Browsers prohibit cross-origin reading of response content, but allow sending cross-origin requests (e.g., form submissions, image loading). Therefore, SOP cannot prevent CSRF.

(2) CSRF Token Verification

  • Principle: Add a randomly generated token (stored on the server or in the session) to forms or request parameters. The server verifies the token's validity.
  • Example: 
    <form action="/change-password" method="POST">
  <input type="hidden" name="csrf_token" value="random_string"/>
  <!-- Other form fields -->
</form>
  • Key Points: The token must be bound to the user session, and attackers cannot obtain it via cross-origin requests (due to SOP restrictions).

(3) SameSite Cookie Attribute

  • Principle: Set the cookie's SameSite attribute to Strict or Lax to restrict automatic cookie inclusion in cross-origin requests.
    • Strict: Completely prohibits cross-site cookie inclusion.
    • Lax: Allows some safe requests (e.g., GET navigation) to include cookies but blocks unsafe requests like POST.

(4) Verifying Request Origin (Referer/Origin Headers)

  • Check whether the Referer or Origin header comes from a legitimate domain. However, this may be disabled by certain browsers or plugins.

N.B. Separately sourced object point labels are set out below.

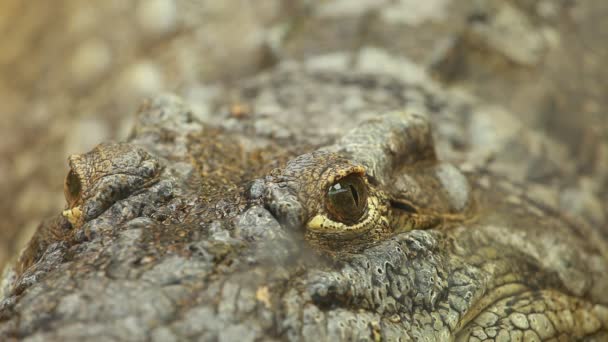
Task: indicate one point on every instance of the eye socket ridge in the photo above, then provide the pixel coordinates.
(346, 198)
(72, 187)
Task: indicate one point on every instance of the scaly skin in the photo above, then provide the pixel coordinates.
(193, 248)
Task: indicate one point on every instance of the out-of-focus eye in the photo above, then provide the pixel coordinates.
(347, 199)
(72, 187)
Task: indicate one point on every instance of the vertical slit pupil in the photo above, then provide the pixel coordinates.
(355, 194)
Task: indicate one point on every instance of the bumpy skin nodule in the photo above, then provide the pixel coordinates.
(194, 250)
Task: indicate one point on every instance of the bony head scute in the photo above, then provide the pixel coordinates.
(346, 199)
(72, 187)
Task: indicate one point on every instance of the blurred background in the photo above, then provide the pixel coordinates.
(73, 72)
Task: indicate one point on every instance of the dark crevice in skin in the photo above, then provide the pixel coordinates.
(401, 205)
(419, 269)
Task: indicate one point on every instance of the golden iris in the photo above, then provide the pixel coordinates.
(347, 199)
(72, 187)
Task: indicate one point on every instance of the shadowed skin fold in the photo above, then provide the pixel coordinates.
(190, 231)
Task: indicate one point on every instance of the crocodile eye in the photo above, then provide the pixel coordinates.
(347, 199)
(72, 187)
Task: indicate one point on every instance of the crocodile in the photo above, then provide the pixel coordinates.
(237, 229)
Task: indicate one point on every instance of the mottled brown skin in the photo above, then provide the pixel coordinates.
(247, 247)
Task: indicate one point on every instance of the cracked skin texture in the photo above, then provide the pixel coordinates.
(195, 232)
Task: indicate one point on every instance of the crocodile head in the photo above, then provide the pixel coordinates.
(370, 237)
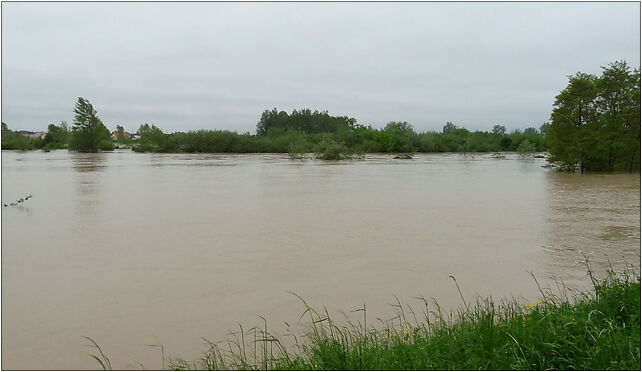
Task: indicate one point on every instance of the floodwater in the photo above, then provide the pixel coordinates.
(140, 249)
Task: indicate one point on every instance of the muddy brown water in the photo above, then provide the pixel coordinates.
(136, 249)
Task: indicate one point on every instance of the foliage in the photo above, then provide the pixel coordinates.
(305, 121)
(57, 136)
(121, 136)
(526, 148)
(330, 149)
(595, 124)
(499, 129)
(15, 141)
(88, 133)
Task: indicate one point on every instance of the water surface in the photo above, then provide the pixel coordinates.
(132, 249)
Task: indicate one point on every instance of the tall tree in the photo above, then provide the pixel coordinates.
(595, 124)
(88, 134)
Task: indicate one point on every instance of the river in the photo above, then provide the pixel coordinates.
(138, 249)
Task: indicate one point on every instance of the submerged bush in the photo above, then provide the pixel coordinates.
(330, 149)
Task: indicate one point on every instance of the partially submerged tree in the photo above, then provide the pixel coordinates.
(88, 134)
(595, 124)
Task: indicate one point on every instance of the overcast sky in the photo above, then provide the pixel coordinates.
(185, 66)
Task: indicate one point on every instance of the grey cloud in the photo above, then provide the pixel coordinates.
(219, 65)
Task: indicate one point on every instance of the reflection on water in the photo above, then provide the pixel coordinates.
(592, 215)
(89, 169)
(126, 247)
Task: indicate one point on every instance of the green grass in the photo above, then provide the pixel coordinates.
(595, 330)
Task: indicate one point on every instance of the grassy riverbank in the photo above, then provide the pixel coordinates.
(596, 330)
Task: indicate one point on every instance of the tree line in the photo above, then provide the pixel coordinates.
(595, 124)
(302, 131)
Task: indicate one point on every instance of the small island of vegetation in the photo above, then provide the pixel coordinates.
(595, 126)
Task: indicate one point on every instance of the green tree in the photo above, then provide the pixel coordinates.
(88, 133)
(57, 136)
(595, 124)
(499, 129)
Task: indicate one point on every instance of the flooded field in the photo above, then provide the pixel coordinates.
(136, 249)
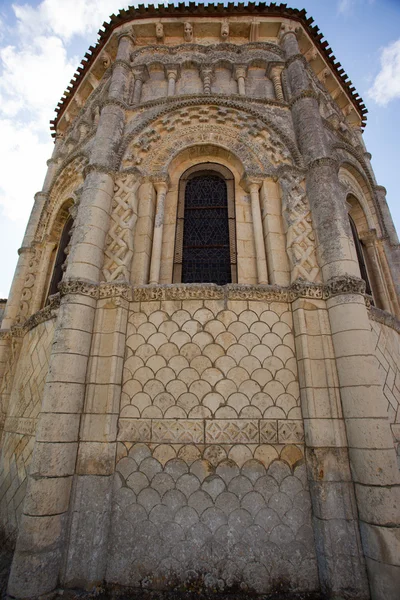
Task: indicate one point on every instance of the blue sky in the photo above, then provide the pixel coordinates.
(43, 41)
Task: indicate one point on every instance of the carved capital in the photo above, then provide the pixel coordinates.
(141, 73)
(301, 96)
(187, 31)
(127, 31)
(172, 71)
(368, 237)
(105, 59)
(251, 183)
(224, 31)
(240, 71)
(160, 31)
(345, 284)
(78, 287)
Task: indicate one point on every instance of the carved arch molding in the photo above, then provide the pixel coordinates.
(149, 149)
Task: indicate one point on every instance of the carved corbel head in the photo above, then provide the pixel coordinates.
(127, 31)
(188, 31)
(159, 31)
(141, 73)
(105, 59)
(224, 31)
(289, 27)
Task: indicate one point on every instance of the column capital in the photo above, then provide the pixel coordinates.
(161, 185)
(126, 31)
(140, 73)
(274, 69)
(240, 71)
(251, 182)
(368, 237)
(206, 71)
(288, 27)
(172, 71)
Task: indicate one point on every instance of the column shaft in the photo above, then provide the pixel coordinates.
(262, 273)
(36, 568)
(155, 265)
(370, 445)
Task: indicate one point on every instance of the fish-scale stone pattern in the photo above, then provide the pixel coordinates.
(387, 351)
(20, 425)
(188, 517)
(199, 372)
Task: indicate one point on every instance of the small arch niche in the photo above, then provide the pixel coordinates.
(59, 256)
(358, 225)
(205, 242)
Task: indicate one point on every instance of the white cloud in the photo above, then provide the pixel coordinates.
(346, 6)
(34, 77)
(65, 18)
(386, 86)
(23, 159)
(37, 61)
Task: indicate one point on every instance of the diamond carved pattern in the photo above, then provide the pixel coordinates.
(228, 432)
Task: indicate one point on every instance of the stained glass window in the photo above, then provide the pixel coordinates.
(205, 248)
(360, 256)
(60, 257)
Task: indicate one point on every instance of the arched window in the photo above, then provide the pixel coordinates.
(60, 257)
(205, 244)
(360, 255)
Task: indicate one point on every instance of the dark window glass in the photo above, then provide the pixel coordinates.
(360, 256)
(60, 258)
(206, 254)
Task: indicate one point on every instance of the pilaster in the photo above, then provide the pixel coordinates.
(367, 429)
(49, 507)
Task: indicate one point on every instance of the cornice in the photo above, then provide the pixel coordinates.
(385, 318)
(271, 293)
(237, 102)
(122, 292)
(220, 12)
(301, 96)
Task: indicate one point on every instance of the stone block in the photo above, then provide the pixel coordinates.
(47, 496)
(58, 427)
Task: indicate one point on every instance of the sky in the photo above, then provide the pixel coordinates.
(43, 41)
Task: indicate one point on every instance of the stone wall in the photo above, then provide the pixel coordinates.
(211, 488)
(387, 351)
(18, 437)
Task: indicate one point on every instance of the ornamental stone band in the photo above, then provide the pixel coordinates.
(200, 352)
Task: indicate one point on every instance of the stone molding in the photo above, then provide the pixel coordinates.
(303, 94)
(98, 168)
(325, 161)
(385, 318)
(295, 57)
(206, 291)
(46, 313)
(123, 63)
(211, 291)
(211, 101)
(213, 51)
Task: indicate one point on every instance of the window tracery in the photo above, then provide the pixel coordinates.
(205, 244)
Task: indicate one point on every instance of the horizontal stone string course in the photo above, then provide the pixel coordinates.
(214, 431)
(299, 289)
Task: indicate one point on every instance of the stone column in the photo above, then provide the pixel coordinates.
(41, 280)
(253, 186)
(161, 188)
(275, 74)
(206, 75)
(140, 77)
(43, 536)
(172, 75)
(240, 76)
(368, 240)
(371, 453)
(26, 252)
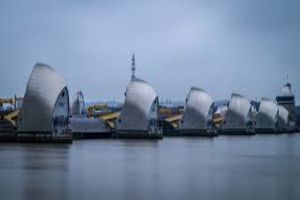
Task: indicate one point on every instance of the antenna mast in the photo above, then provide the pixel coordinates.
(133, 68)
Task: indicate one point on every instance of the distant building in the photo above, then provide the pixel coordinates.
(287, 100)
(78, 105)
(283, 118)
(45, 106)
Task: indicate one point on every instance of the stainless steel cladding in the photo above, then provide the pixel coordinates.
(46, 102)
(238, 114)
(198, 110)
(78, 105)
(140, 110)
(267, 115)
(283, 117)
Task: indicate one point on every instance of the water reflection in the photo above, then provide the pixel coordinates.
(256, 167)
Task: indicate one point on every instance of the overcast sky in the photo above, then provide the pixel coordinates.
(222, 46)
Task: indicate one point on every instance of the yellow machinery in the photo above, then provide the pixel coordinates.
(98, 107)
(110, 119)
(12, 115)
(9, 101)
(218, 120)
(174, 121)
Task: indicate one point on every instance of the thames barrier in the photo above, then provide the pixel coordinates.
(44, 114)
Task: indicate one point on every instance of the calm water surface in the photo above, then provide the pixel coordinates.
(226, 167)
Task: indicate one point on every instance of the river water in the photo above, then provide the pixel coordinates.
(225, 167)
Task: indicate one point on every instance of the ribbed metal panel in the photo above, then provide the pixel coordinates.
(238, 113)
(267, 115)
(196, 114)
(135, 114)
(43, 89)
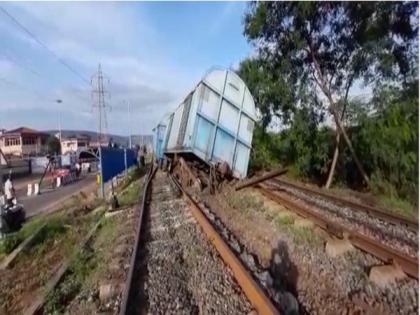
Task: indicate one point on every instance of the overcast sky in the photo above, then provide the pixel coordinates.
(152, 53)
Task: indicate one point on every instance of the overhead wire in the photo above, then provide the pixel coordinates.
(19, 64)
(35, 38)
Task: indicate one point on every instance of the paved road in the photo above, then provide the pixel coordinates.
(50, 200)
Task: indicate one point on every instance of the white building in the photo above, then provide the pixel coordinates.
(74, 144)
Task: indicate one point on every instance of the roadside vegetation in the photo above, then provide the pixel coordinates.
(336, 87)
(91, 263)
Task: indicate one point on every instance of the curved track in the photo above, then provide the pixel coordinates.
(368, 244)
(180, 264)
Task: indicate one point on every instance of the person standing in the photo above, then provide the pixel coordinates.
(9, 191)
(141, 154)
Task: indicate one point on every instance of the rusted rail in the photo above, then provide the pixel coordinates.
(128, 282)
(408, 264)
(254, 293)
(376, 212)
(260, 179)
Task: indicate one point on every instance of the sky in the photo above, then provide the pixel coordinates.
(152, 54)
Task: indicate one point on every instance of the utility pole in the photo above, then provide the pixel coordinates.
(98, 98)
(59, 121)
(129, 124)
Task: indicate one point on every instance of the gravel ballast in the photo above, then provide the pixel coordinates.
(180, 271)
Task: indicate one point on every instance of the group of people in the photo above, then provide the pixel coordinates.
(8, 191)
(141, 154)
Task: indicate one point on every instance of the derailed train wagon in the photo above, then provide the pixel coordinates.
(215, 122)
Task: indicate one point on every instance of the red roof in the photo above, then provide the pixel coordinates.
(24, 130)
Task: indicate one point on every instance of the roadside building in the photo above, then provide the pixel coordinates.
(74, 144)
(23, 142)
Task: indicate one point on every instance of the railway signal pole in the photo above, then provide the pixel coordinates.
(98, 103)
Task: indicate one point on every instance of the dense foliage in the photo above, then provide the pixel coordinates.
(309, 56)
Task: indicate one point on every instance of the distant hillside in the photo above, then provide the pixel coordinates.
(121, 140)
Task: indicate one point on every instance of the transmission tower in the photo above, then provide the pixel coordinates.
(98, 103)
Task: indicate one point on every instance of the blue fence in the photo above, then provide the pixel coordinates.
(114, 161)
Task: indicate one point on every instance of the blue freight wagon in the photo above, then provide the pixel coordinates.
(159, 139)
(215, 122)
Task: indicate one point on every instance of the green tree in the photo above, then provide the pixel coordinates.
(53, 145)
(327, 46)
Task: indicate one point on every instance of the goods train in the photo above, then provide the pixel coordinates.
(214, 123)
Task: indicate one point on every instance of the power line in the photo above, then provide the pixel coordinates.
(32, 35)
(98, 95)
(19, 64)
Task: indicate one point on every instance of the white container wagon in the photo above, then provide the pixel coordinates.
(215, 122)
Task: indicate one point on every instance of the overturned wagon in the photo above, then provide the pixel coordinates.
(214, 123)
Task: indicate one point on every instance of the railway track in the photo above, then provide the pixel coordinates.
(391, 234)
(180, 264)
(377, 213)
(348, 222)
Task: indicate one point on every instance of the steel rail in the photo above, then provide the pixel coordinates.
(373, 211)
(408, 264)
(128, 281)
(264, 177)
(254, 293)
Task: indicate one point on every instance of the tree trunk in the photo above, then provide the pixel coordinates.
(348, 142)
(334, 161)
(324, 87)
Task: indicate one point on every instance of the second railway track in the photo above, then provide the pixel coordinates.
(176, 270)
(393, 231)
(337, 226)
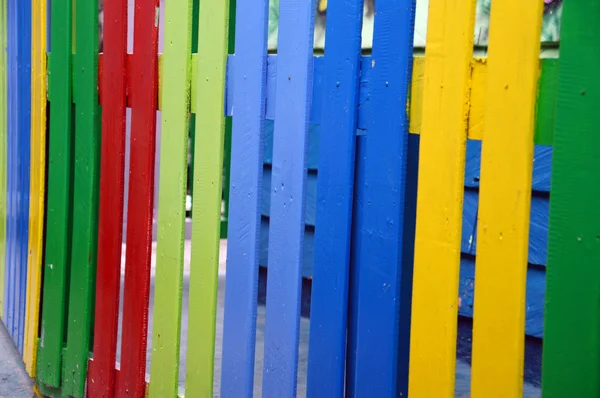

(5) Secondary Verification

  • Require users to re-enter their password or perform two-factor authentication for sensitive operations.

6. Summary

CSRF attacks rely on the browser's mechanism of automatically sending credentials. Defense must focus on making requests non-forgeable (e.g., using tokens) or restricting credential sending (e.g., using SameSite cookies). In practice, it is recommended to combine multiple measures (e.g., Token + SameSite) and avoid using GET requests for sensitive operations.